SIGNALAI·Jun 5, 2026, 4:00 AMSignal75Long term

Generative Criticality in Large Language Model Temperature Scaling

Source: arXiv cs.LG

Share
Generative Criticality in Large Language Model Temperature Scaling

arXiv:2606.06238v1 Announce Type: new Abstract: We propose a statistical-field framework for text generated by large language models (LLMs), treating token embeddings as continuous spin variables on a one-dimensional chain. Defining a susceptibility from the connected two-point correlator and an order parameter from the ensemble-averaged embedding field, we vary the \texttt{softmax} temperature $T$ and observe a sharp susceptibility peak near a characteristic $T_c$ with power-law-like scaling, a concurrent rapid change in the order parameter, and a collapse onto a single semantic direction bel

Why this matters
Why now

This research provides a framework emerging from concurrent advancements in statistical physics and AI, allowing for deeper theoretical understanding of LLM behaviors, particularly as model complexity increases.

Why it’s important

Understanding the 'criticality' of LLM temperature scaling could enable more predictable and controllable large language models, impacting their reliability and safety in various applications.

What changes

The ability to define 'susceptibility' and 'order parameters' for LLMs suggests a pathway towards a more scientific, rather than empirical, approach to their design and fine-tuning, moving from art to engineering.

Winners
  • · AI research institutions
  • · LLM developers
  • · Physics-informed AI startups
Losers
  • · Empirical-only LLM development approaches
  • · Companies unable to integrate advanced theoretical insights
Second-order effects
Direct

This theoretical framework could lead to breakthroughs in LLM architecture design and parameter optimization.

Second

Improved understanding of LLM 'criticality' might enable more robust and less 'hallucinatory' AI agents, accelerating their deployment in sensitive applications.

Third

The development of 'semantic directions' and order parameters could allow for highly granular and controllable content generation, influencing information environments and creative industries.

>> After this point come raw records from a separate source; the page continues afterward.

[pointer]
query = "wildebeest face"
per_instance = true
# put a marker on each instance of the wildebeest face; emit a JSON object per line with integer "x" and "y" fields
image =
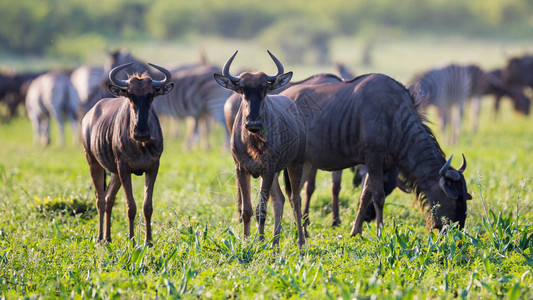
{"x": 451, "y": 196}
{"x": 140, "y": 92}
{"x": 519, "y": 71}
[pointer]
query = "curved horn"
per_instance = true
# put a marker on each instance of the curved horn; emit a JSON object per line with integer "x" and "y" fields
{"x": 446, "y": 166}
{"x": 165, "y": 72}
{"x": 463, "y": 165}
{"x": 225, "y": 70}
{"x": 278, "y": 64}
{"x": 113, "y": 74}
{"x": 452, "y": 175}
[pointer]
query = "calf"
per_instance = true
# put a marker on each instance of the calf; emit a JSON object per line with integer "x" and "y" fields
{"x": 123, "y": 136}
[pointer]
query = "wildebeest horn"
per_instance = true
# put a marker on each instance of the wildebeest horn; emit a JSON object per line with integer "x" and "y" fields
{"x": 446, "y": 166}
{"x": 225, "y": 70}
{"x": 165, "y": 72}
{"x": 278, "y": 64}
{"x": 463, "y": 165}
{"x": 114, "y": 72}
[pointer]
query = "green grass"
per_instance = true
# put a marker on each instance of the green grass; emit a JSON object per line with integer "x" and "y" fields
{"x": 46, "y": 251}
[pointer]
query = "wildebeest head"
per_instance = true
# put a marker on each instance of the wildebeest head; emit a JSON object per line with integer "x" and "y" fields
{"x": 140, "y": 91}
{"x": 449, "y": 198}
{"x": 253, "y": 87}
{"x": 519, "y": 71}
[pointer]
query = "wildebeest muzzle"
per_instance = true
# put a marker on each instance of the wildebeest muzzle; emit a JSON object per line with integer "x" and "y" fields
{"x": 253, "y": 125}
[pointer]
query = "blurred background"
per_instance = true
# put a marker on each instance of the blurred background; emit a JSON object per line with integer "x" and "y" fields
{"x": 368, "y": 35}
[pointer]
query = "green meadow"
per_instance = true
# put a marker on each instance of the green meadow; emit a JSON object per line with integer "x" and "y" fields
{"x": 48, "y": 219}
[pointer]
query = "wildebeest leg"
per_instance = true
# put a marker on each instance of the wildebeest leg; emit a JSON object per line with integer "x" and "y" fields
{"x": 110, "y": 194}
{"x": 149, "y": 182}
{"x": 61, "y": 126}
{"x": 309, "y": 190}
{"x": 476, "y": 108}
{"x": 242, "y": 179}
{"x": 336, "y": 178}
{"x": 261, "y": 210}
{"x": 192, "y": 133}
{"x": 278, "y": 201}
{"x": 372, "y": 191}
{"x": 295, "y": 177}
{"x": 98, "y": 177}
{"x": 308, "y": 174}
{"x": 125, "y": 179}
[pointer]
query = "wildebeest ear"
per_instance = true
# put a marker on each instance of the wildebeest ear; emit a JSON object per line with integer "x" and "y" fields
{"x": 165, "y": 89}
{"x": 281, "y": 80}
{"x": 447, "y": 188}
{"x": 225, "y": 82}
{"x": 117, "y": 91}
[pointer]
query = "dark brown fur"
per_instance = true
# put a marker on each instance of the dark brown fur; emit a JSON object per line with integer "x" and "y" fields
{"x": 372, "y": 120}
{"x": 268, "y": 136}
{"x": 123, "y": 136}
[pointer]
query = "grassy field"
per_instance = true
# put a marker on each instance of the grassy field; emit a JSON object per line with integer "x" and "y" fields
{"x": 48, "y": 251}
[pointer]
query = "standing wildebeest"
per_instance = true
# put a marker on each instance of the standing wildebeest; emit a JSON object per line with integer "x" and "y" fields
{"x": 372, "y": 120}
{"x": 52, "y": 95}
{"x": 268, "y": 136}
{"x": 451, "y": 86}
{"x": 123, "y": 136}
{"x": 500, "y": 88}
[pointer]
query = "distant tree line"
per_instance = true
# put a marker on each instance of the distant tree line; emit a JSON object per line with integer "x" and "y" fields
{"x": 33, "y": 26}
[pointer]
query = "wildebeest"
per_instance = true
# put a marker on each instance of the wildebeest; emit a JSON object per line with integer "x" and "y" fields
{"x": 85, "y": 78}
{"x": 230, "y": 111}
{"x": 268, "y": 136}
{"x": 196, "y": 98}
{"x": 13, "y": 89}
{"x": 52, "y": 95}
{"x": 123, "y": 136}
{"x": 231, "y": 108}
{"x": 373, "y": 120}
{"x": 116, "y": 58}
{"x": 450, "y": 87}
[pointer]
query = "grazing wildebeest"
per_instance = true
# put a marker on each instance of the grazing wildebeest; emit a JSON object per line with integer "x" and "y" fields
{"x": 268, "y": 136}
{"x": 451, "y": 86}
{"x": 231, "y": 108}
{"x": 52, "y": 95}
{"x": 123, "y": 136}
{"x": 372, "y": 120}
{"x": 116, "y": 58}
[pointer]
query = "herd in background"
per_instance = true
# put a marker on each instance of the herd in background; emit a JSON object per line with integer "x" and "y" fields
{"x": 370, "y": 121}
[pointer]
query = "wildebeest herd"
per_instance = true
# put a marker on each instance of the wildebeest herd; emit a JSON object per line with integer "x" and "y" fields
{"x": 370, "y": 122}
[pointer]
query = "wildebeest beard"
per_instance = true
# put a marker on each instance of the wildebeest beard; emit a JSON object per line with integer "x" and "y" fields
{"x": 258, "y": 145}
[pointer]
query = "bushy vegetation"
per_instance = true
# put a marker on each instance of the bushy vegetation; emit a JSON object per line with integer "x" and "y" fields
{"x": 37, "y": 26}
{"x": 46, "y": 251}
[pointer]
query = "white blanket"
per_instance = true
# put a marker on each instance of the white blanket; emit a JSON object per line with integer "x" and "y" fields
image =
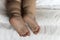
{"x": 47, "y": 16}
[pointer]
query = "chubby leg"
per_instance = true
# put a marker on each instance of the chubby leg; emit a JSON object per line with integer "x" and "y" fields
{"x": 28, "y": 10}
{"x": 15, "y": 19}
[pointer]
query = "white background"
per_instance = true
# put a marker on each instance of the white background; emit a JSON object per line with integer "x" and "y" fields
{"x": 47, "y": 16}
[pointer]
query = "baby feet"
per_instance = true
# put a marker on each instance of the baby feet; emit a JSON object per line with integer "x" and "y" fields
{"x": 20, "y": 26}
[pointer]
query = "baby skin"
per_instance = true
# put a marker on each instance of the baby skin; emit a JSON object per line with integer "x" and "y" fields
{"x": 20, "y": 13}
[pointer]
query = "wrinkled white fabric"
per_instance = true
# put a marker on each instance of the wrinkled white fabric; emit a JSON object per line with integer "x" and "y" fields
{"x": 47, "y": 16}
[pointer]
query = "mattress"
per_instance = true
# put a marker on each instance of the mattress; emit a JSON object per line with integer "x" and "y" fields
{"x": 47, "y": 16}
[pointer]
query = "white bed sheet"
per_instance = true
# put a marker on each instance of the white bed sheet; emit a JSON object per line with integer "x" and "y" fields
{"x": 47, "y": 16}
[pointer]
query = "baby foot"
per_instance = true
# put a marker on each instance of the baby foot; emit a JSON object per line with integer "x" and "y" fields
{"x": 32, "y": 24}
{"x": 18, "y": 23}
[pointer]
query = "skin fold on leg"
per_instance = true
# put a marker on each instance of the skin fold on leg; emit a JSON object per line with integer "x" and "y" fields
{"x": 28, "y": 14}
{"x": 15, "y": 18}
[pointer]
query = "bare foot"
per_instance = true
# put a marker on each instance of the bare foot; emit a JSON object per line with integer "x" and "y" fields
{"x": 32, "y": 24}
{"x": 20, "y": 26}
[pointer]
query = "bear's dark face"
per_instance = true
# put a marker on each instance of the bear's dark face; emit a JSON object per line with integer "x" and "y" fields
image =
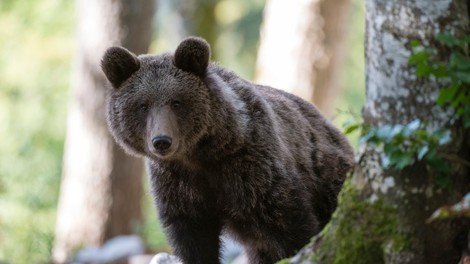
{"x": 159, "y": 105}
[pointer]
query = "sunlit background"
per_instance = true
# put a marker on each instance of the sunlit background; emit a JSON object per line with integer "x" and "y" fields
{"x": 37, "y": 43}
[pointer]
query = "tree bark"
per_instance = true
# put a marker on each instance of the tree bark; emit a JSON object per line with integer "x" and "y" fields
{"x": 101, "y": 186}
{"x": 382, "y": 213}
{"x": 303, "y": 56}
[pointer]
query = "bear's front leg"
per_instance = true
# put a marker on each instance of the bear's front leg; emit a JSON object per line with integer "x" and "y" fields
{"x": 195, "y": 241}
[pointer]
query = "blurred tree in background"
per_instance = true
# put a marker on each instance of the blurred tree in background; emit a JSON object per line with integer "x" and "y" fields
{"x": 36, "y": 43}
{"x": 101, "y": 187}
{"x": 304, "y": 54}
{"x": 38, "y": 40}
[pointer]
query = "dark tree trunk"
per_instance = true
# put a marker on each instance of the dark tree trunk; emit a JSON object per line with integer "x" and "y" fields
{"x": 382, "y": 213}
{"x": 101, "y": 186}
{"x": 303, "y": 56}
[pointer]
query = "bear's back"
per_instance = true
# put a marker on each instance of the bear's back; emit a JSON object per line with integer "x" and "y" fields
{"x": 321, "y": 154}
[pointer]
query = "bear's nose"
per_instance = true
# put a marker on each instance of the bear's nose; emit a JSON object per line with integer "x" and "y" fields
{"x": 161, "y": 143}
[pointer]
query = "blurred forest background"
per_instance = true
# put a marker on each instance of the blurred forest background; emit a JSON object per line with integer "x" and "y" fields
{"x": 38, "y": 42}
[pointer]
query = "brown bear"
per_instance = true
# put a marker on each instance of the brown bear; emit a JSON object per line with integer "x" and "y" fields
{"x": 225, "y": 155}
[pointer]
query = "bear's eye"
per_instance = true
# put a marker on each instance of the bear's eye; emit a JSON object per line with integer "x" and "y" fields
{"x": 175, "y": 104}
{"x": 144, "y": 107}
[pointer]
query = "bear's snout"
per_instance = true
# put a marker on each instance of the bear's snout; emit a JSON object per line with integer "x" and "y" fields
{"x": 161, "y": 143}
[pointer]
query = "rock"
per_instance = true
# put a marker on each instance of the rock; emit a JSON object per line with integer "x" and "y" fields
{"x": 113, "y": 251}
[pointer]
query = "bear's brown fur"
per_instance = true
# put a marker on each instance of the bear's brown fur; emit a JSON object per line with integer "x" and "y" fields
{"x": 225, "y": 155}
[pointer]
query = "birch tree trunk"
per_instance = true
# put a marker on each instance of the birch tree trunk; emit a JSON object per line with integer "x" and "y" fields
{"x": 382, "y": 213}
{"x": 101, "y": 186}
{"x": 301, "y": 48}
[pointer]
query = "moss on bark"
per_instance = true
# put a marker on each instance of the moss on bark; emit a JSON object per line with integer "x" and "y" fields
{"x": 361, "y": 231}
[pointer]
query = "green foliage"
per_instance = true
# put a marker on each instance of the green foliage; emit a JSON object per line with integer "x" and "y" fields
{"x": 460, "y": 209}
{"x": 405, "y": 145}
{"x": 36, "y": 42}
{"x": 453, "y": 68}
{"x": 373, "y": 235}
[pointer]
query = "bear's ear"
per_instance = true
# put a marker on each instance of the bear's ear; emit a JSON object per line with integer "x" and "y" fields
{"x": 118, "y": 64}
{"x": 193, "y": 55}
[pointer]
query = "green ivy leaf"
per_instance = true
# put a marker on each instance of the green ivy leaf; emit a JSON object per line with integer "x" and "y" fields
{"x": 423, "y": 70}
{"x": 458, "y": 61}
{"x": 423, "y": 151}
{"x": 418, "y": 57}
{"x": 463, "y": 76}
{"x": 446, "y": 95}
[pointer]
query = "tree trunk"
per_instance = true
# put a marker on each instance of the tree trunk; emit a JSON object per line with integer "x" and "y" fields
{"x": 303, "y": 56}
{"x": 198, "y": 18}
{"x": 382, "y": 213}
{"x": 101, "y": 186}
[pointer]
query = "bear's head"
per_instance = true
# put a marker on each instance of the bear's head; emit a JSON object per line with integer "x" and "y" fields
{"x": 159, "y": 104}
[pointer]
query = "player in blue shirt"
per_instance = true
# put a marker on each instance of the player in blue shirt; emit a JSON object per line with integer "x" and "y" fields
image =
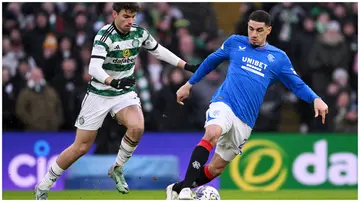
{"x": 254, "y": 66}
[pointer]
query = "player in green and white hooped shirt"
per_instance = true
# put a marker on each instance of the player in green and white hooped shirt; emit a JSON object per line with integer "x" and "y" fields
{"x": 111, "y": 90}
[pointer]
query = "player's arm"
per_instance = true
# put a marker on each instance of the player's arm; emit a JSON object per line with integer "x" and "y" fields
{"x": 98, "y": 55}
{"x": 162, "y": 53}
{"x": 208, "y": 65}
{"x": 211, "y": 62}
{"x": 292, "y": 81}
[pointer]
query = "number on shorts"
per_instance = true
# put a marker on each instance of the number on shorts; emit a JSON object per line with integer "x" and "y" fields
{"x": 242, "y": 145}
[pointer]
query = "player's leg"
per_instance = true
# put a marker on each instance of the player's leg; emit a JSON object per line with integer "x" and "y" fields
{"x": 218, "y": 122}
{"x": 199, "y": 157}
{"x": 228, "y": 147}
{"x": 130, "y": 115}
{"x": 90, "y": 119}
{"x": 207, "y": 174}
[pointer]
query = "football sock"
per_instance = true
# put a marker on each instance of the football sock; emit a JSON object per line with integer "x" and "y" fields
{"x": 127, "y": 147}
{"x": 199, "y": 157}
{"x": 51, "y": 176}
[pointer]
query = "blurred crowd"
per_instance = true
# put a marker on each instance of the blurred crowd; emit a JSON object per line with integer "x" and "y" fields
{"x": 47, "y": 47}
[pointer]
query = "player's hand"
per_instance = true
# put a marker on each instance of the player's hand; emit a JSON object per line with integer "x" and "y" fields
{"x": 124, "y": 83}
{"x": 183, "y": 93}
{"x": 321, "y": 108}
{"x": 191, "y": 68}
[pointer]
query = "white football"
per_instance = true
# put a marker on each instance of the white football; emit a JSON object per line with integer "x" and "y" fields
{"x": 207, "y": 193}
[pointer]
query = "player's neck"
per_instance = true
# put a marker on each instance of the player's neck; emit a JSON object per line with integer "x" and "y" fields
{"x": 257, "y": 46}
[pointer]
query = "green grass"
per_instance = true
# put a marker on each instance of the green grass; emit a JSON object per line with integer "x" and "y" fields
{"x": 160, "y": 195}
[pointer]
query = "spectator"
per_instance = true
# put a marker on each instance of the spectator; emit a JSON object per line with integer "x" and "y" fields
{"x": 171, "y": 116}
{"x": 9, "y": 100}
{"x": 34, "y": 39}
{"x": 38, "y": 105}
{"x": 65, "y": 85}
{"x": 329, "y": 52}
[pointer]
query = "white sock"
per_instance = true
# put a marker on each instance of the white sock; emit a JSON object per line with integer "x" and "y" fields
{"x": 51, "y": 176}
{"x": 127, "y": 147}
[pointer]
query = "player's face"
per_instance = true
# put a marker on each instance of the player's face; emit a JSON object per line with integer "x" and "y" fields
{"x": 257, "y": 32}
{"x": 124, "y": 19}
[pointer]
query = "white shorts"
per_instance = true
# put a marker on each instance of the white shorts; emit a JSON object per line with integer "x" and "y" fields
{"x": 94, "y": 108}
{"x": 235, "y": 133}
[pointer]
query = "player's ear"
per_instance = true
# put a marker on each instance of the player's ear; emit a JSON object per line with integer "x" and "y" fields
{"x": 114, "y": 14}
{"x": 269, "y": 29}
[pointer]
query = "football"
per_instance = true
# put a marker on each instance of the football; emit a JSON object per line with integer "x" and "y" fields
{"x": 207, "y": 193}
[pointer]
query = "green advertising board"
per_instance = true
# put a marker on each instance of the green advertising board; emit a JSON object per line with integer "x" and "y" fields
{"x": 285, "y": 161}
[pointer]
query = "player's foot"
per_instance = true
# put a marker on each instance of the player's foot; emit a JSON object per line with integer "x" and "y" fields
{"x": 40, "y": 194}
{"x": 116, "y": 173}
{"x": 171, "y": 194}
{"x": 186, "y": 194}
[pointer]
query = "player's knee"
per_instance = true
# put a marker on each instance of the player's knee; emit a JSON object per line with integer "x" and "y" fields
{"x": 215, "y": 170}
{"x": 136, "y": 130}
{"x": 82, "y": 149}
{"x": 212, "y": 134}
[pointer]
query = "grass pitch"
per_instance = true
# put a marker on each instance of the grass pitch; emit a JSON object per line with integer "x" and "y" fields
{"x": 160, "y": 195}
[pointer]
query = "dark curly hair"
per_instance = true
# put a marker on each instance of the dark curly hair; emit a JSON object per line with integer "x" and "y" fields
{"x": 133, "y": 7}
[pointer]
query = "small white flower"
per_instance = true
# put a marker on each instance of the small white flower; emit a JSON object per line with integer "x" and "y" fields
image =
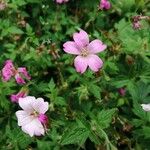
{"x": 32, "y": 118}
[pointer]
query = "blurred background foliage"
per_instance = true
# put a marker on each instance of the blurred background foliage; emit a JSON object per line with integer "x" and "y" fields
{"x": 86, "y": 111}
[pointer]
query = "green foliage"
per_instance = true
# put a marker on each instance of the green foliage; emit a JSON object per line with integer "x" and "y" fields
{"x": 86, "y": 111}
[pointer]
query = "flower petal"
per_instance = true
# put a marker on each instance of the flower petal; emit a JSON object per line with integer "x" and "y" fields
{"x": 34, "y": 128}
{"x": 146, "y": 107}
{"x": 71, "y": 48}
{"x": 23, "y": 70}
{"x": 80, "y": 64}
{"x": 81, "y": 39}
{"x": 19, "y": 79}
{"x": 23, "y": 118}
{"x": 96, "y": 46}
{"x": 94, "y": 62}
{"x": 26, "y": 103}
{"x": 40, "y": 106}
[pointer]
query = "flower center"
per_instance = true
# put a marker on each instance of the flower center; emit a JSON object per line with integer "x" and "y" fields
{"x": 35, "y": 114}
{"x": 84, "y": 52}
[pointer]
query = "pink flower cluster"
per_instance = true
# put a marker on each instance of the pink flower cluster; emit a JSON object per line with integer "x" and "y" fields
{"x": 20, "y": 94}
{"x": 10, "y": 71}
{"x": 86, "y": 52}
{"x": 32, "y": 118}
{"x": 104, "y": 4}
{"x": 61, "y": 1}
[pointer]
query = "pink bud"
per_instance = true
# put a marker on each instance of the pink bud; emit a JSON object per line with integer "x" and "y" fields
{"x": 122, "y": 91}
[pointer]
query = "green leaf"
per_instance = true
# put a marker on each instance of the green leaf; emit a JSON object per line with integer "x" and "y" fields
{"x": 75, "y": 135}
{"x": 15, "y": 30}
{"x": 104, "y": 118}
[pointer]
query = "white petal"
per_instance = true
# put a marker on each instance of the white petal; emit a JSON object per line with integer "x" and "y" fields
{"x": 40, "y": 106}
{"x": 81, "y": 39}
{"x": 26, "y": 103}
{"x": 96, "y": 46}
{"x": 80, "y": 64}
{"x": 23, "y": 117}
{"x": 94, "y": 62}
{"x": 34, "y": 128}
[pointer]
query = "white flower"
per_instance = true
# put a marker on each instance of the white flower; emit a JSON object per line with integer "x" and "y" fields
{"x": 32, "y": 118}
{"x": 146, "y": 107}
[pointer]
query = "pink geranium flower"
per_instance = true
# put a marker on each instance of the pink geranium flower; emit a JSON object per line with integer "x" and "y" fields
{"x": 122, "y": 91}
{"x": 86, "y": 52}
{"x": 32, "y": 118}
{"x": 61, "y": 1}
{"x": 9, "y": 71}
{"x": 104, "y": 4}
{"x": 20, "y": 94}
{"x": 146, "y": 107}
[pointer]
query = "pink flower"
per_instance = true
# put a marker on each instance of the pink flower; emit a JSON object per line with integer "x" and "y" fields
{"x": 86, "y": 52}
{"x": 122, "y": 91}
{"x": 104, "y": 4}
{"x": 146, "y": 107}
{"x": 20, "y": 94}
{"x": 9, "y": 71}
{"x": 32, "y": 118}
{"x": 2, "y": 6}
{"x": 61, "y": 1}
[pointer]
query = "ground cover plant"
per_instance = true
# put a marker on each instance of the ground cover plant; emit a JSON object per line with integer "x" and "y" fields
{"x": 74, "y": 74}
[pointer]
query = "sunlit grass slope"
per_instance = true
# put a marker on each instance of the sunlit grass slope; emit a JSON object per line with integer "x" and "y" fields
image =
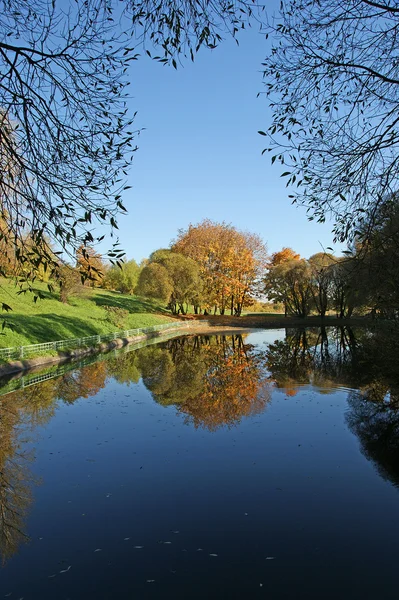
{"x": 48, "y": 319}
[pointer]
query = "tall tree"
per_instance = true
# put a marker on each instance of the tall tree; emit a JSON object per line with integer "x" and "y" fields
{"x": 230, "y": 263}
{"x": 290, "y": 282}
{"x": 183, "y": 276}
{"x": 320, "y": 265}
{"x": 273, "y": 286}
{"x": 333, "y": 81}
{"x": 66, "y": 138}
{"x": 123, "y": 277}
{"x": 90, "y": 265}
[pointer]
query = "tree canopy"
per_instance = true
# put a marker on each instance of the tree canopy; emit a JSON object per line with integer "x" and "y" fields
{"x": 66, "y": 137}
{"x": 333, "y": 81}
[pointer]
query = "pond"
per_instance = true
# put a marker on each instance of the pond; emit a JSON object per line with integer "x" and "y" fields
{"x": 255, "y": 466}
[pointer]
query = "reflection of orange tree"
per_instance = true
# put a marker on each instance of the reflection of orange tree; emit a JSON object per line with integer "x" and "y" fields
{"x": 233, "y": 386}
{"x": 82, "y": 383}
{"x": 19, "y": 414}
{"x": 214, "y": 381}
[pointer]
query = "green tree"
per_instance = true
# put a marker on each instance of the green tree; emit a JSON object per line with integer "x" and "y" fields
{"x": 184, "y": 278}
{"x": 154, "y": 282}
{"x": 123, "y": 277}
{"x": 320, "y": 265}
{"x": 66, "y": 138}
{"x": 290, "y": 282}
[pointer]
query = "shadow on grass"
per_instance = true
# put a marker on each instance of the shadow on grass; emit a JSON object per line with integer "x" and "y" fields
{"x": 50, "y": 327}
{"x": 133, "y": 304}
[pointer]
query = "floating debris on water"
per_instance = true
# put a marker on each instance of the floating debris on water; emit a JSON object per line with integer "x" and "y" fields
{"x": 66, "y": 570}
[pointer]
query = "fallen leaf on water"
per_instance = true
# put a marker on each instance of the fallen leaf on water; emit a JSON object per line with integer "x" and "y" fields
{"x": 66, "y": 570}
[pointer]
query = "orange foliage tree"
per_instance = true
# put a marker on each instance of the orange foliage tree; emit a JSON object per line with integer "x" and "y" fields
{"x": 230, "y": 264}
{"x": 90, "y": 265}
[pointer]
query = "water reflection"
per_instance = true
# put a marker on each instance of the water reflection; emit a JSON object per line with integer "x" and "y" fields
{"x": 364, "y": 360}
{"x": 214, "y": 382}
{"x": 20, "y": 414}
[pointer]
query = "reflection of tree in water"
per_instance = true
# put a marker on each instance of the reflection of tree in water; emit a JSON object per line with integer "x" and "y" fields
{"x": 365, "y": 360}
{"x": 315, "y": 356}
{"x": 376, "y": 424}
{"x": 20, "y": 413}
{"x": 214, "y": 381}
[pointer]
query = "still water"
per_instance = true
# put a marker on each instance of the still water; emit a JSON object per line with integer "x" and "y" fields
{"x": 262, "y": 466}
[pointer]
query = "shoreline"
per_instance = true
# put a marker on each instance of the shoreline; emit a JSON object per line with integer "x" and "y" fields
{"x": 190, "y": 325}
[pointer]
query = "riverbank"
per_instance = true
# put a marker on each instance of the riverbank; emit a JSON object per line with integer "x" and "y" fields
{"x": 188, "y": 327}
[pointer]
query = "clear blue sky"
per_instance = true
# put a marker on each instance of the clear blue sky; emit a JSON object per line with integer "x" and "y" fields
{"x": 200, "y": 154}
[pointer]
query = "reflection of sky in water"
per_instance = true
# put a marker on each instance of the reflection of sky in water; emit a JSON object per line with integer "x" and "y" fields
{"x": 265, "y": 336}
{"x": 135, "y": 502}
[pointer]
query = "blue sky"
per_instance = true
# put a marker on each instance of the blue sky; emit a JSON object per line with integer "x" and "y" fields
{"x": 200, "y": 154}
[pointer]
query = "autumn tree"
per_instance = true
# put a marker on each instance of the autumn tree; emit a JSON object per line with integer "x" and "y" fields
{"x": 66, "y": 138}
{"x": 273, "y": 283}
{"x": 345, "y": 283}
{"x": 334, "y": 101}
{"x": 230, "y": 263}
{"x": 90, "y": 265}
{"x": 283, "y": 255}
{"x": 377, "y": 259}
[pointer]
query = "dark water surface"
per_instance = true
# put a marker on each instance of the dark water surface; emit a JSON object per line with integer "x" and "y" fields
{"x": 219, "y": 467}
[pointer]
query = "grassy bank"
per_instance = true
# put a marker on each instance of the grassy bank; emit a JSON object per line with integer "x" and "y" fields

Editorial confidence: 90 / 100 · Structural impact: 65 / 100
Original report

This signal links to a primary source. Continuum Brief monitors and indexes it as part of the live intelligence stream — we do not republish source content.

Read at arXiv cs.LG
Tracked by The Continuum Brief · live intelligence network
Share
The Brief · Weekly Dispatch

Stay ahead of the systems reshaping markets.

By subscribing, you agree to receive updates from THE CONTINUUM BRIEF. You can unsubscribe at any time.